I have Morton's Neuroma, and something that has helped me a lot over the last several years ( I have not had surgery for it ) is simply NOT WEARING SOCKS and wearing shoes with a nice, wide toe box. That combination and avoiding many of the poorly designed shoes out there has really helped. I wanted to post this for those of you who have not tried not wearing socks with your shoes because of how much it has helped me, and it's such a simple thing. I can even run this way, in good running shoes with a wide enough toe box... but when I put socks back on, even with the good shoes, it usually acts up again. Please give it a try and see if it helps you while you might be trying to decide on what to do to further treat it.

Nuttnhoney said...

Hey Jason...Thanks for the detailed accounting of your travails with the foot neuroma. I have been battling with one for 4 years and have tried numerous approaches ranging from most conservative to actual surgery 7 days ago. Orthotics...incremental help. Cortisone injections...only worked for a few weeks at at time. Nerve sclerosis with alcohol injections...no help whatsoever. Finally 7 days out from a pretty good surgery and in the funky post op black shoe that is pretty much the foots equivalent of a vasectomy!!

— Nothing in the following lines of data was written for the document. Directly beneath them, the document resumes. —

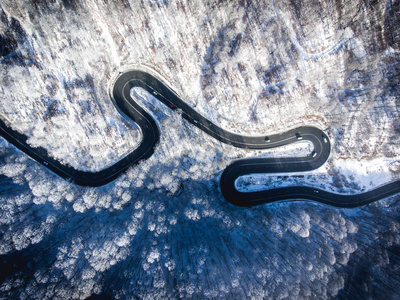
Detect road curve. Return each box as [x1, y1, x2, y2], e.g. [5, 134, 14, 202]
[0, 70, 400, 207]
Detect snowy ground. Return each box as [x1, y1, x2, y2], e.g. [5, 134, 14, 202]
[0, 0, 400, 299]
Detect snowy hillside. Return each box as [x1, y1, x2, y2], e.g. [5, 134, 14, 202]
[0, 0, 400, 299]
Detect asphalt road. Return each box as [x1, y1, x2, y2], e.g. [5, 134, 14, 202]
[0, 70, 400, 207]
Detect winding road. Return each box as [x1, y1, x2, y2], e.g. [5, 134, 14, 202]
[0, 70, 400, 207]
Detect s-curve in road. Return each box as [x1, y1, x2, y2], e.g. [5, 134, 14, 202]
[0, 70, 400, 207]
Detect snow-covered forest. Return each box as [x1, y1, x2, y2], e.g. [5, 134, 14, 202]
[0, 0, 400, 299]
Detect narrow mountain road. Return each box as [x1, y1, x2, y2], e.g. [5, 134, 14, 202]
[0, 70, 400, 207]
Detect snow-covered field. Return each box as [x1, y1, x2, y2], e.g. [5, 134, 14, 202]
[0, 0, 400, 299]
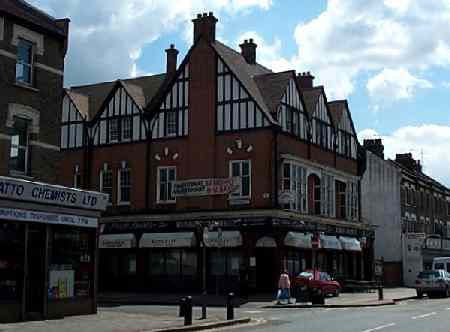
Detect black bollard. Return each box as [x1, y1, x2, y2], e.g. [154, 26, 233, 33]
[378, 286, 384, 301]
[178, 297, 186, 317]
[184, 296, 192, 326]
[227, 293, 234, 320]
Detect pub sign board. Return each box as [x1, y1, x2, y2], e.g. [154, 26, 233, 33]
[172, 177, 241, 197]
[0, 176, 108, 211]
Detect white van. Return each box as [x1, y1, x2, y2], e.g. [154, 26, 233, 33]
[432, 257, 450, 272]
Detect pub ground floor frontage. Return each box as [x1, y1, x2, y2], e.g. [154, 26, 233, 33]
[0, 177, 107, 323]
[99, 210, 374, 296]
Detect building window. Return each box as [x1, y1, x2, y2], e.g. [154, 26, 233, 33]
[100, 164, 113, 203]
[230, 160, 252, 198]
[157, 167, 177, 203]
[281, 162, 306, 212]
[73, 165, 81, 188]
[122, 117, 133, 141]
[109, 119, 119, 143]
[9, 118, 29, 174]
[117, 162, 131, 205]
[308, 174, 322, 215]
[336, 181, 347, 219]
[16, 39, 33, 85]
[166, 110, 178, 136]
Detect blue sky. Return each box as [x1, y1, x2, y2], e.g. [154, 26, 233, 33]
[30, 0, 450, 186]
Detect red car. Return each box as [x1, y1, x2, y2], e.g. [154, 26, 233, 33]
[292, 270, 341, 296]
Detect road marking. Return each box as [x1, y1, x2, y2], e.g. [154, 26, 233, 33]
[411, 312, 436, 319]
[363, 323, 395, 332]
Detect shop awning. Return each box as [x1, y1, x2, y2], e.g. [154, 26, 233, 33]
[320, 235, 342, 250]
[98, 233, 136, 249]
[284, 232, 312, 249]
[339, 236, 361, 251]
[139, 232, 197, 248]
[204, 231, 242, 248]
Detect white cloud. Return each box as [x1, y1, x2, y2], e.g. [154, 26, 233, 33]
[235, 31, 293, 72]
[366, 68, 432, 103]
[30, 0, 272, 85]
[358, 124, 450, 187]
[292, 0, 450, 98]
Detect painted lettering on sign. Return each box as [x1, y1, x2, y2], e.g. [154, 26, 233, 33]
[172, 177, 241, 197]
[0, 176, 108, 210]
[0, 208, 97, 228]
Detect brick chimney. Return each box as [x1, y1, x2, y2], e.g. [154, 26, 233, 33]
[363, 138, 384, 159]
[239, 38, 258, 65]
[395, 153, 422, 172]
[297, 71, 314, 89]
[166, 44, 179, 77]
[192, 12, 217, 43]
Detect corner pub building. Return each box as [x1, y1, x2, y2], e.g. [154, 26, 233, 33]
[61, 13, 374, 294]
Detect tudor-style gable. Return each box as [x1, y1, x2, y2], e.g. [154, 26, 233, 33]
[278, 78, 309, 140]
[90, 81, 146, 145]
[61, 92, 85, 149]
[216, 56, 270, 132]
[329, 100, 358, 159]
[150, 63, 189, 139]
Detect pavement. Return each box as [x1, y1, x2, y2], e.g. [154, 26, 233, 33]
[266, 288, 416, 308]
[0, 306, 245, 332]
[233, 298, 450, 332]
[0, 288, 418, 332]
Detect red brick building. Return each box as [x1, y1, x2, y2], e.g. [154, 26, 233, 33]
[61, 13, 373, 291]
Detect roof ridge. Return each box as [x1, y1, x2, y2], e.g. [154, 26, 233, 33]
[214, 40, 273, 72]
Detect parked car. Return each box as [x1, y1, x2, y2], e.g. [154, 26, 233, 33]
[291, 270, 341, 296]
[416, 270, 450, 298]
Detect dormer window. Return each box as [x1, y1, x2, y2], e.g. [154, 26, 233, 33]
[16, 39, 33, 85]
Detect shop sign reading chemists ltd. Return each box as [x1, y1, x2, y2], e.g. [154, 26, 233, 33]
[172, 177, 241, 197]
[0, 176, 108, 210]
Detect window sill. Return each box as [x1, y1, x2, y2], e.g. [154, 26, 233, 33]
[14, 82, 39, 92]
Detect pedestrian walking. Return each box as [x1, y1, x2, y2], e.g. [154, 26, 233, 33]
[277, 270, 291, 304]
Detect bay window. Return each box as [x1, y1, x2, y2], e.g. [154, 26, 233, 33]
[281, 162, 306, 212]
[230, 160, 251, 198]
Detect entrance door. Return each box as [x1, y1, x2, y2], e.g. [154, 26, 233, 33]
[256, 248, 281, 293]
[25, 225, 46, 319]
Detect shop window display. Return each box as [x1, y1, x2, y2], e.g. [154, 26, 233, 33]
[48, 227, 95, 299]
[0, 222, 25, 301]
[148, 249, 197, 277]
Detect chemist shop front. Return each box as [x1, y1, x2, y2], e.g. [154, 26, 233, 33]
[0, 177, 107, 323]
[99, 210, 373, 295]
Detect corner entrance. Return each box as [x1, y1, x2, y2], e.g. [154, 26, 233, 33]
[256, 237, 280, 293]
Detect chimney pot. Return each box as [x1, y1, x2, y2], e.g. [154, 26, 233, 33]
[166, 44, 178, 78]
[239, 38, 258, 65]
[192, 12, 217, 43]
[297, 72, 314, 89]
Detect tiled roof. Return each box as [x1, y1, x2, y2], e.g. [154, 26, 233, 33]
[0, 0, 67, 37]
[328, 100, 347, 127]
[302, 86, 323, 116]
[211, 41, 276, 123]
[255, 71, 295, 113]
[65, 89, 90, 120]
[66, 74, 165, 120]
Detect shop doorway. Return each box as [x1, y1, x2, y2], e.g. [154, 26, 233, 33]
[256, 248, 281, 293]
[25, 225, 46, 320]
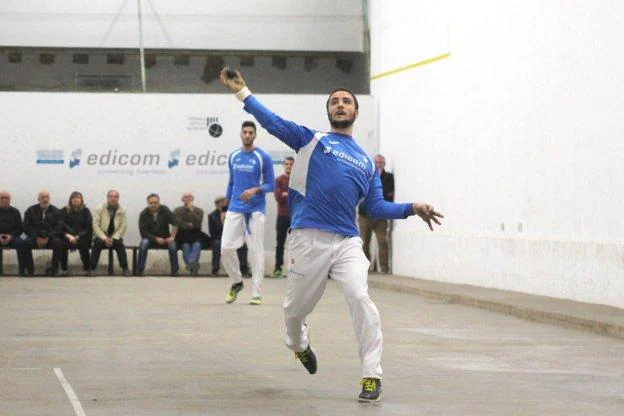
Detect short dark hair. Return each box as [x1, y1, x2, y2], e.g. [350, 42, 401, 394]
[241, 120, 256, 133]
[325, 88, 360, 110]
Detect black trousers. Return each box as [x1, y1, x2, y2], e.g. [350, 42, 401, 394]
[275, 215, 290, 270]
[20, 236, 63, 273]
[61, 238, 91, 271]
[210, 240, 249, 274]
[91, 237, 128, 270]
[3, 237, 33, 274]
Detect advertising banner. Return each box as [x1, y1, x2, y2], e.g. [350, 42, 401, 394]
[0, 93, 377, 248]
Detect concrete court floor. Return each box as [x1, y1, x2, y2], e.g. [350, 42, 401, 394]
[0, 277, 624, 416]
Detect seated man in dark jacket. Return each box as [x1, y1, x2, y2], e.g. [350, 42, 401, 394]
[0, 191, 33, 276]
[61, 192, 93, 276]
[173, 192, 204, 276]
[24, 191, 63, 276]
[137, 194, 178, 276]
[208, 196, 251, 277]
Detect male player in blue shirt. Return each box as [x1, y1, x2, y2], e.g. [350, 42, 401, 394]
[221, 121, 275, 305]
[220, 68, 443, 401]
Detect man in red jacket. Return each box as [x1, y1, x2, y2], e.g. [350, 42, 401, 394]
[273, 156, 295, 277]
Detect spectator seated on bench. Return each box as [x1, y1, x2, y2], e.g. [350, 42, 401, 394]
[20, 191, 67, 276]
[136, 193, 178, 277]
[89, 189, 130, 276]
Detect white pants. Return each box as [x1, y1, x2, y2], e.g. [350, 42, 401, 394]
[284, 229, 382, 378]
[221, 211, 265, 297]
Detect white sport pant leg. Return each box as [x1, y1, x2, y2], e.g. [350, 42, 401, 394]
[329, 237, 383, 378]
[245, 212, 265, 297]
[283, 229, 333, 352]
[221, 211, 245, 284]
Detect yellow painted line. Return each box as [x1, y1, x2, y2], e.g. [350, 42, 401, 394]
[371, 53, 451, 81]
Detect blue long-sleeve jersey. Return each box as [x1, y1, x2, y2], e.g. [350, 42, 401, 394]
[244, 95, 414, 236]
[226, 147, 275, 214]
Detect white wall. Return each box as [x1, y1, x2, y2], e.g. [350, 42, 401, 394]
[0, 91, 377, 264]
[371, 0, 624, 307]
[0, 0, 363, 52]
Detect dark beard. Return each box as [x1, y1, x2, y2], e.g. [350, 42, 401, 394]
[327, 114, 355, 129]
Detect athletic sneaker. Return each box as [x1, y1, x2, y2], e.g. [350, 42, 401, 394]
[225, 282, 243, 303]
[358, 377, 382, 402]
[295, 344, 316, 374]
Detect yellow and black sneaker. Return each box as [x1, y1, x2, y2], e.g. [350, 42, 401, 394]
[358, 377, 382, 402]
[225, 282, 243, 303]
[295, 345, 316, 374]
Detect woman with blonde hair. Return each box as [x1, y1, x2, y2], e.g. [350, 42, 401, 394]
[61, 191, 93, 276]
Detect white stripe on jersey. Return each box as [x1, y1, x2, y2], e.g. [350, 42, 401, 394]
[254, 150, 264, 185]
[288, 131, 327, 196]
[230, 149, 242, 166]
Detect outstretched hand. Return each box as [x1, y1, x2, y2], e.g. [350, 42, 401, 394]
[219, 66, 247, 94]
[412, 202, 444, 231]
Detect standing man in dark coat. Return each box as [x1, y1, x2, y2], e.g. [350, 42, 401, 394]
[0, 191, 33, 276]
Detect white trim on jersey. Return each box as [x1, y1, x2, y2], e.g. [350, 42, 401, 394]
[288, 131, 327, 196]
[253, 150, 264, 182]
[230, 149, 242, 165]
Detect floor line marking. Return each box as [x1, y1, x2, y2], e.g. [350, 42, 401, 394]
[54, 368, 87, 416]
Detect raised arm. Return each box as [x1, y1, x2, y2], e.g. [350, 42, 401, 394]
[260, 153, 275, 194]
[362, 171, 444, 231]
[220, 68, 315, 152]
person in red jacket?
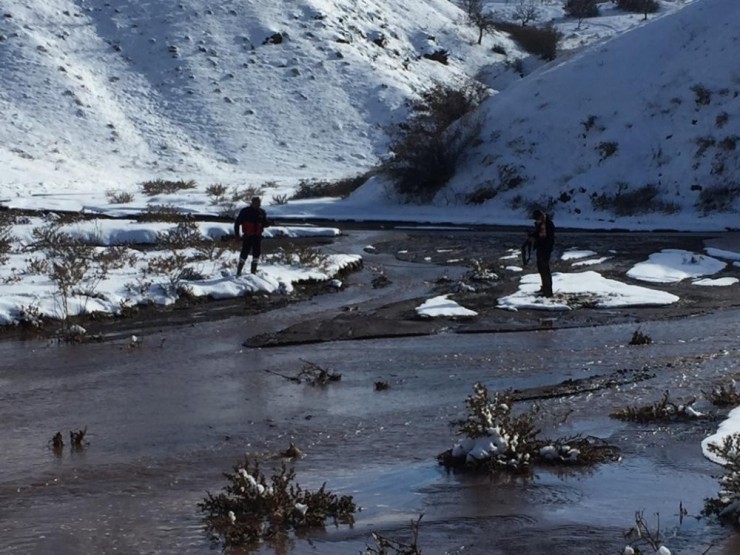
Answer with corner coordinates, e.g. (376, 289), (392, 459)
(234, 197), (270, 276)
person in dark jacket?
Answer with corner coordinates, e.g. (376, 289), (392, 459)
(234, 197), (270, 276)
(529, 210), (555, 297)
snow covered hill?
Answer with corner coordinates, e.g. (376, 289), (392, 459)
(0, 0), (740, 229)
(446, 0), (740, 228)
(0, 0), (497, 198)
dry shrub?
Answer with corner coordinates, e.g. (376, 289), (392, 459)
(290, 173), (372, 200)
(198, 457), (357, 549)
(591, 183), (679, 216)
(702, 380), (740, 407)
(0, 213), (13, 264)
(437, 383), (619, 474)
(269, 242), (329, 271)
(382, 77), (488, 202)
(105, 191), (134, 204)
(362, 515), (424, 555)
(615, 0), (660, 14)
(141, 179), (195, 197)
(138, 204), (189, 222)
(495, 21), (562, 61)
(609, 391), (702, 424)
(630, 328), (653, 345)
(694, 183), (740, 215)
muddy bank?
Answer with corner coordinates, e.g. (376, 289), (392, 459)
(244, 230), (740, 347)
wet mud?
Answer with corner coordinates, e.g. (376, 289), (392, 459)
(0, 230), (740, 555)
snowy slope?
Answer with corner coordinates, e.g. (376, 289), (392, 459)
(0, 0), (496, 198)
(446, 0), (740, 227)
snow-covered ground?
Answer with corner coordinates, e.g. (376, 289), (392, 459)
(0, 0), (740, 230)
(0, 0), (740, 524)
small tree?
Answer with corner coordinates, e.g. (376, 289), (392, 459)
(383, 81), (488, 202)
(616, 0), (660, 19)
(563, 0), (599, 29)
(513, 0), (540, 27)
(458, 0), (495, 44)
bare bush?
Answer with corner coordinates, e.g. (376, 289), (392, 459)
(702, 380), (740, 407)
(198, 457), (357, 549)
(362, 515), (424, 555)
(0, 213), (13, 264)
(141, 179), (195, 197)
(609, 391), (702, 423)
(563, 0), (599, 29)
(105, 191), (134, 204)
(591, 183), (679, 216)
(512, 0), (540, 27)
(138, 204), (189, 222)
(615, 0), (660, 19)
(269, 243), (329, 270)
(32, 221), (107, 329)
(629, 328), (653, 345)
(496, 21), (562, 61)
(383, 81), (488, 202)
(290, 173), (372, 200)
(457, 0), (495, 44)
(694, 183), (740, 215)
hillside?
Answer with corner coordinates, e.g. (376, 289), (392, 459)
(0, 0), (740, 229)
(0, 0), (498, 198)
(437, 0), (740, 228)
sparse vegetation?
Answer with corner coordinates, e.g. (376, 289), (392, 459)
(623, 505), (672, 555)
(496, 21), (562, 61)
(267, 360), (342, 387)
(691, 84), (712, 108)
(512, 0), (540, 27)
(138, 204), (188, 222)
(457, 0), (498, 44)
(383, 81), (488, 202)
(596, 141), (619, 162)
(0, 213), (13, 264)
(437, 383), (618, 474)
(563, 0), (599, 29)
(362, 515), (424, 555)
(423, 48), (450, 66)
(105, 190), (134, 204)
(616, 0), (660, 19)
(198, 457), (357, 549)
(591, 183), (679, 216)
(629, 328), (653, 345)
(268, 243), (329, 270)
(609, 391), (702, 423)
(141, 179), (195, 197)
(702, 380), (740, 408)
(32, 219), (108, 330)
(695, 183), (740, 215)
(291, 174), (371, 200)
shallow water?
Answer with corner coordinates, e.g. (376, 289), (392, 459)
(0, 280), (740, 555)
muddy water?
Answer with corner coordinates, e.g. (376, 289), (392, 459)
(0, 229), (740, 555)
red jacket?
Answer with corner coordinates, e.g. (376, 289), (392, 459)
(234, 206), (270, 237)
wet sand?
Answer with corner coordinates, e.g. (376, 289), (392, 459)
(0, 230), (740, 555)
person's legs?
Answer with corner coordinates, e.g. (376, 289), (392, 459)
(236, 235), (254, 277)
(251, 235), (262, 274)
(537, 251), (552, 297)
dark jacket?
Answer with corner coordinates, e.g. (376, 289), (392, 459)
(531, 216), (555, 252)
(234, 206), (270, 237)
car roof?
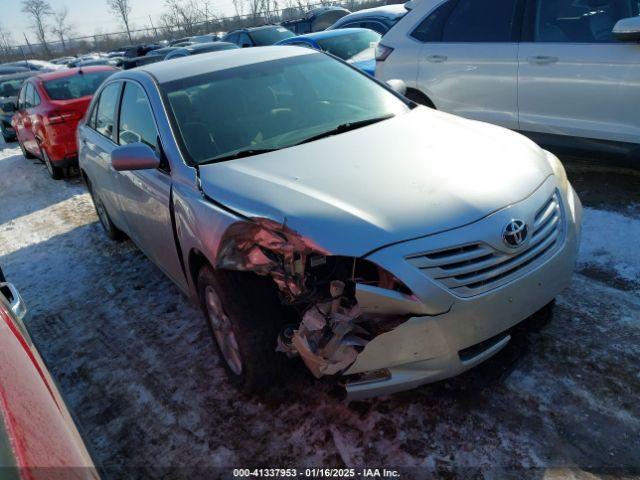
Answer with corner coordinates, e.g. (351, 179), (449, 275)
(37, 65), (118, 81)
(0, 70), (38, 82)
(282, 28), (372, 43)
(338, 3), (407, 23)
(184, 42), (238, 52)
(136, 46), (321, 84)
(227, 24), (282, 35)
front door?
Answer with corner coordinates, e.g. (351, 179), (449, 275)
(518, 0), (640, 143)
(109, 82), (187, 290)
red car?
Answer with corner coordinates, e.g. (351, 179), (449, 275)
(0, 270), (99, 480)
(11, 66), (117, 179)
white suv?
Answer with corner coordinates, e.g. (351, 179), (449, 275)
(376, 0), (640, 163)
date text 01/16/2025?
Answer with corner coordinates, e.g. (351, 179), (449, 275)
(233, 468), (400, 478)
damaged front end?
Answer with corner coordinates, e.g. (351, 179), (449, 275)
(216, 218), (421, 378)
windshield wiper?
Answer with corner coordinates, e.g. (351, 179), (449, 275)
(296, 113), (395, 145)
(198, 148), (280, 165)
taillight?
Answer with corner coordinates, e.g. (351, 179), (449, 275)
(376, 43), (393, 62)
(45, 111), (82, 125)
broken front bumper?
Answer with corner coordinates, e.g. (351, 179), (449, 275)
(345, 179), (582, 400)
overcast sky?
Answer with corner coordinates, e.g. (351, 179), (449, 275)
(0, 0), (234, 44)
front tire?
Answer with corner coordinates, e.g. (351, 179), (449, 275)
(40, 147), (64, 180)
(87, 179), (125, 241)
(198, 266), (286, 394)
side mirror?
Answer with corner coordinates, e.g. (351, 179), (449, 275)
(2, 102), (18, 113)
(386, 79), (407, 96)
(613, 17), (640, 42)
(111, 143), (160, 172)
(0, 283), (27, 321)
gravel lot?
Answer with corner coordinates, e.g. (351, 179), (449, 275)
(0, 140), (640, 478)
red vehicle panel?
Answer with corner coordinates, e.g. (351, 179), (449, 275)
(0, 282), (98, 480)
(11, 66), (117, 178)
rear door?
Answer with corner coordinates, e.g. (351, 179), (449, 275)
(11, 83), (28, 142)
(109, 81), (187, 290)
(519, 0), (640, 143)
(20, 82), (40, 155)
(411, 0), (524, 129)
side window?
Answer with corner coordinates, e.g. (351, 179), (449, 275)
(87, 102), (98, 130)
(533, 0), (638, 43)
(442, 0), (524, 43)
(411, 0), (456, 42)
(32, 87), (40, 107)
(118, 82), (159, 153)
(24, 83), (35, 109)
(18, 83), (29, 110)
(95, 83), (121, 139)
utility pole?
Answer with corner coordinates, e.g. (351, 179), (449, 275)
(22, 32), (33, 55)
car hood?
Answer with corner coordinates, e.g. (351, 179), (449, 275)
(200, 107), (552, 256)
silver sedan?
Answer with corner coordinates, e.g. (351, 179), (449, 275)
(78, 47), (581, 399)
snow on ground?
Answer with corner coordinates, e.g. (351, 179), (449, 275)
(0, 143), (640, 479)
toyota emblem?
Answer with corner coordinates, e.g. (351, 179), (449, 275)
(502, 220), (528, 248)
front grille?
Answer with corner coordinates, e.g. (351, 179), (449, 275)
(407, 191), (564, 297)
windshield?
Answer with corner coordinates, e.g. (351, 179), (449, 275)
(318, 30), (381, 60)
(250, 27), (294, 47)
(44, 70), (114, 100)
(162, 53), (408, 164)
(0, 78), (25, 98)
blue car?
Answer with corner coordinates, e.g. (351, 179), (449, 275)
(276, 28), (381, 76)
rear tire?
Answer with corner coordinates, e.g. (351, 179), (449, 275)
(198, 265), (286, 394)
(40, 147), (64, 180)
(87, 179), (125, 241)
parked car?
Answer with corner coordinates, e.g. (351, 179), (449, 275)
(164, 42), (238, 60)
(376, 0), (640, 165)
(0, 269), (99, 480)
(222, 25), (293, 48)
(327, 4), (408, 35)
(276, 28), (380, 75)
(11, 66), (118, 179)
(280, 6), (351, 35)
(0, 70), (37, 142)
(78, 47), (581, 398)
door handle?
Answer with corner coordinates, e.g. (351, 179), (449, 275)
(529, 55), (558, 65)
(427, 55), (449, 63)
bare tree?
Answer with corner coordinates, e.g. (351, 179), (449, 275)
(0, 25), (13, 58)
(107, 0), (133, 43)
(51, 5), (73, 52)
(22, 0), (53, 55)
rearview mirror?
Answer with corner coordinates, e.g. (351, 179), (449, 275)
(613, 17), (640, 42)
(111, 143), (160, 172)
(386, 79), (407, 96)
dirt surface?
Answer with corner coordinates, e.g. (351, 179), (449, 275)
(0, 144), (640, 479)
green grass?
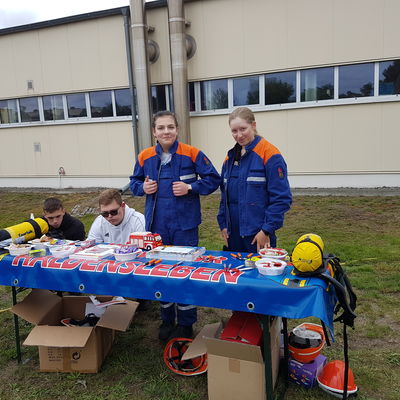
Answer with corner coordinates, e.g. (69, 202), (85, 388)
(0, 191), (400, 400)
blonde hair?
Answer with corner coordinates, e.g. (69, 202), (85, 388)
(229, 107), (256, 124)
(99, 189), (122, 206)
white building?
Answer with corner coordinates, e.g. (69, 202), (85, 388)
(0, 0), (400, 188)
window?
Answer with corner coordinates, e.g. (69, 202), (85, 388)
(265, 71), (296, 105)
(19, 97), (40, 122)
(0, 99), (19, 124)
(300, 67), (333, 101)
(188, 82), (196, 111)
(114, 89), (132, 117)
(43, 95), (65, 121)
(339, 63), (374, 99)
(167, 85), (175, 112)
(151, 85), (167, 114)
(67, 93), (87, 118)
(233, 76), (260, 106)
(200, 79), (228, 110)
(379, 60), (400, 95)
(89, 90), (113, 118)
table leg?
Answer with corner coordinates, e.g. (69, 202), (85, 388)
(11, 286), (22, 364)
(261, 315), (274, 400)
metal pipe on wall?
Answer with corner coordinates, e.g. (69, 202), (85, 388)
(168, 0), (190, 143)
(122, 7), (139, 159)
(130, 0), (152, 151)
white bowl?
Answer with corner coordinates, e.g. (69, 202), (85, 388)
(258, 247), (288, 260)
(49, 245), (76, 258)
(256, 258), (286, 275)
(114, 249), (142, 261)
(5, 244), (32, 256)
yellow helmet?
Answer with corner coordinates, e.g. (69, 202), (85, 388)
(292, 233), (324, 273)
(296, 233), (324, 251)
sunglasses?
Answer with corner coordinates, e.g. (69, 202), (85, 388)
(100, 207), (121, 218)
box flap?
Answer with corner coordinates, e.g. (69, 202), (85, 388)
(11, 289), (62, 324)
(97, 300), (139, 331)
(182, 322), (222, 360)
(204, 338), (264, 363)
(23, 325), (94, 347)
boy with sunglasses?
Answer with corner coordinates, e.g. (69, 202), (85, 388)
(88, 189), (146, 244)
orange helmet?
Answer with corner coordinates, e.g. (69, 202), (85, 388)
(164, 338), (208, 376)
(317, 360), (357, 398)
(288, 322), (325, 364)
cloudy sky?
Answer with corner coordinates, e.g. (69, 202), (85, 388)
(0, 0), (141, 29)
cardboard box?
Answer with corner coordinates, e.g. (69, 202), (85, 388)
(182, 318), (281, 400)
(220, 311), (263, 346)
(12, 289), (139, 373)
(289, 354), (327, 389)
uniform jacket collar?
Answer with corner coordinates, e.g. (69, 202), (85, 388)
(156, 140), (179, 157)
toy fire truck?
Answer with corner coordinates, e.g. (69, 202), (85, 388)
(128, 232), (162, 250)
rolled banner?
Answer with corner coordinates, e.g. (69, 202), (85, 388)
(0, 218), (49, 243)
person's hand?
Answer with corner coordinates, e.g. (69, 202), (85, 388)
(251, 231), (271, 253)
(221, 228), (229, 247)
(172, 181), (189, 196)
(143, 176), (158, 194)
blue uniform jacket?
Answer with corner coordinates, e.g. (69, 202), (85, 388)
(130, 141), (221, 231)
(217, 136), (292, 236)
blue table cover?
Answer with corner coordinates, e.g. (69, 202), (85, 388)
(0, 251), (337, 337)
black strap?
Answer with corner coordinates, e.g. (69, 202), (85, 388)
(26, 219), (43, 238)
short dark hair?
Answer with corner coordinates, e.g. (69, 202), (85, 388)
(99, 189), (122, 206)
(151, 110), (178, 129)
(43, 197), (64, 213)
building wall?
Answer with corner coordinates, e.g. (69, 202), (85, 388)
(0, 0), (400, 187)
(185, 0), (400, 80)
(0, 16), (128, 98)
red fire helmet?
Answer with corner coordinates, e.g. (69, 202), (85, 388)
(164, 338), (208, 376)
(317, 360), (357, 398)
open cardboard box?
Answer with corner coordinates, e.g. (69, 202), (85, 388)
(11, 289), (139, 373)
(182, 318), (281, 400)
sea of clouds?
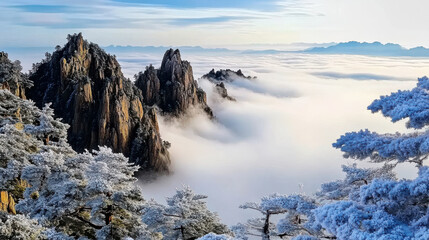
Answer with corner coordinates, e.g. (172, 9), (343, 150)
(124, 52), (429, 225)
(12, 48), (429, 225)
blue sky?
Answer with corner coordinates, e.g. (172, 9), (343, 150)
(0, 0), (429, 47)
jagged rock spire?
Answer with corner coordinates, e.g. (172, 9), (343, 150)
(135, 49), (213, 117)
(25, 34), (170, 171)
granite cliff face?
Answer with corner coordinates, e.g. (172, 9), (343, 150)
(0, 52), (32, 99)
(135, 49), (213, 117)
(215, 82), (237, 102)
(28, 34), (170, 171)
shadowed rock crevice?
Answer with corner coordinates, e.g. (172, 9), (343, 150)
(135, 49), (213, 117)
(28, 34), (170, 171)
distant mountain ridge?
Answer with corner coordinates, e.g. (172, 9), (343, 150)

Anyway - I'm amazed at how soon you began pushing things and gonna go out on a limb and say you may have been up and running sooner if you had laid off and not pushed things...you only get one pair of feet and not much happens activity wise without them. Nonetheless - glad you made it...you are definitively the "driven" type bro!

Based on your feedback and some of the comments, I ordered a pair of Altras and am excited to give them a try!



Diane lorenti said...

I had surgery two years ago read lots of blogs good and bad ones...had the surgery and my foot is fine now glad I had it done,,, don't know how I got it never wore heels....it's two years ago and the healing process is long about a year before it is perfect!!!!!my doctor was a good podiatrists!!!

Julie Vaughn said...

My husband has been diagnosed with Morton's Neuroma. He has been in excruciating pain as he stands on his feet 12 hours a day. We have started using a Ten's unit each night and it has made a tremendous difference! Some days he has no pain at all!! A welcomed change that has alleviated so many problems and no surgery!!